Gabrielle’s year of work has thus earned her $9,302 more than if she had stayed home and collected welfare. Assuming she works 2,000 hours a year, that works out to a net gain of $4.61 per hour worked.

Another way of looking at Gabrielle’s situation is that for every dollar she earned working, the government took back 63.4 cents through taxes and contributions paid and benefits no longer received. It’s as if she were in a 63.4 percent tax bracket – which, in fact, is higher than any marginal income tax bracket we have.

It’s easy to see that for those in Gabrielle’s situation, going out and finding a job, only to gain $4.61 extra per hour, is relatively unattractive. And there are a lot of people like her – living alone, employable, but on welfare. In Quebec alone, there are around 100,000, and across Canada, nearly 350,000.

These people could help address our labour shortage and fill some of the 246,000 job openings in Quebec or the nearly one million vacancies across Canada. Encouraging them to join the labour force is not terribly complicated; we just need to re-examine our policies in order to reduce the disincentive to work.

One good way to get there is to claw back the social assistance benefits gradually. At the moment, a recipient of social assistance in Quebec can earn up to $200 a month, after which every additional dollar earned working leads to a full dollar of benefits lost.

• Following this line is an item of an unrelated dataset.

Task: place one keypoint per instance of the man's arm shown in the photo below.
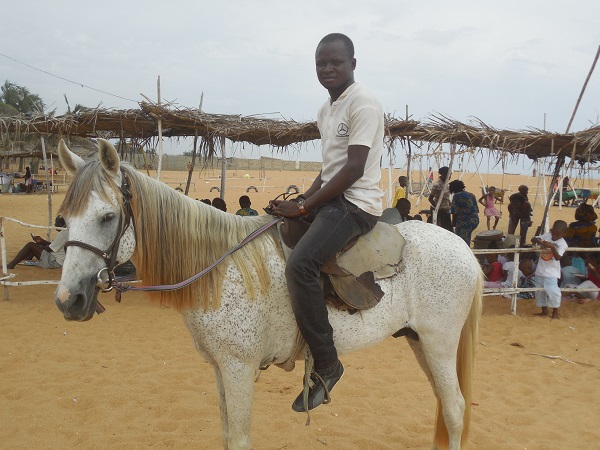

That’s a 100 percent tax rate: at a certain level of income, a person earns no more by working an hour more than by staying home an hour more.

On the other side of the Ottawa River, things are different. Instead of clawing back a dollar of benefits for every dollar worked, the Ontario government only claws back 50 cents. As a result, benefits are lost less quickly, which encourages work and avoids creating a situation where employment is simply not attractive.

To be fair, Quebec is not alone in doing this. The governments of British Columbia, Saskatchewan and Manitoba do the exact same thing.

To respond to the labour shortage, provincial governments should recognize the existence of this welfare trap and reduce the barriers to joining the workforce. This would help companies and our public finances but, most of all, it would help a large cohort of people to start working and improving their lot.

Célia Pinto Moreira is a Public Policy Analyst at the Montreal Economic Institute.